Updated on September 18, 2022

Comments

  • Felix
    Felix over 1 year

    I have on my hard drive 2 OSes: Ubuntu 12.04 and Windows Vista (I keep it just because of school). Everything was OK on both OSes, but one day on Ubuntu I was getting awkward noises from my notebooks' hard drive and then everything stopped and I couldn't do anything. On Windows everything was OK.

    Every time I boot Ubuntu I can get 5 minutes normal run time, without problems. After that the hard drive sounds crazy and nothing works. I could run S.M.A.R.T tests from a older Ubuntu CD (10.04) from the GUI (Disk Utility, or something like that and from terminal). From the GUI, I got that the DISK FAILURE IS IMMINENT and I have ~700 bad blocks (or broken blocks, I had that test I while ago) on my HDD. From the terminal (I don't remember if it was fsck or a SMART test command) I got that the HDD will fail in under 24 hours.

    Since then it passed 2-3 weeks.
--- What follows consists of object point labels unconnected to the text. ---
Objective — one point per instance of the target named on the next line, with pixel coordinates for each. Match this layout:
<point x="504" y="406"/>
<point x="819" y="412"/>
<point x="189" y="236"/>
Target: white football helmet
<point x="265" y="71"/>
I've tried "badblocks" but after 10 hours it was still running and I had to stop it.

    Now I have to use cygwin and other alternatives for my Linux apps on Windows. How can I separate the bad blocks from Ubuntu so it wouldn't use them? Please help.

  • nanofarad
    nanofarad over 11 years
    I can vouch for this. 700 is not low enough to shrug off, and not high enough to be an obvious false alarm.
  • gertvdijk
    gertvdijk over 11 years
    Ignoring SMART warnings is a very bad thing to do. If the diagnostics of the hard drive tells you it is failing, secure your data and get it replaced a.s.a.p. Warranty applies to this, if still in warranty period.
  • John S Gruber
    John S Gruber over 11 years
    SMART relocates blocks for you as long as it's possible. Trust it when it says the disk is failing. Back it up, buy a new disk, copy your data to the new one, and put the old one aside.
  • Aquarius
    Aquarius over 11 years
    @gertvdijk the point is: you already know it is failing, but you dont care, the stuff you have there has backup already, you got no money to spare, and will try to use it till it burn up, so, the SMART warnings and boot delay caused by it is utterly annoying :)
  • Albert van der Horst
    Albert van der Horst over 5 years
    Do not fix the disk. Get an exact copy using dd, then do all fixing you want on the copy. You can even use alternative programs on. Do not worry about bad blocks. They can't be used, by definition, so it even doesn't make sense to isolate them, whatever that means.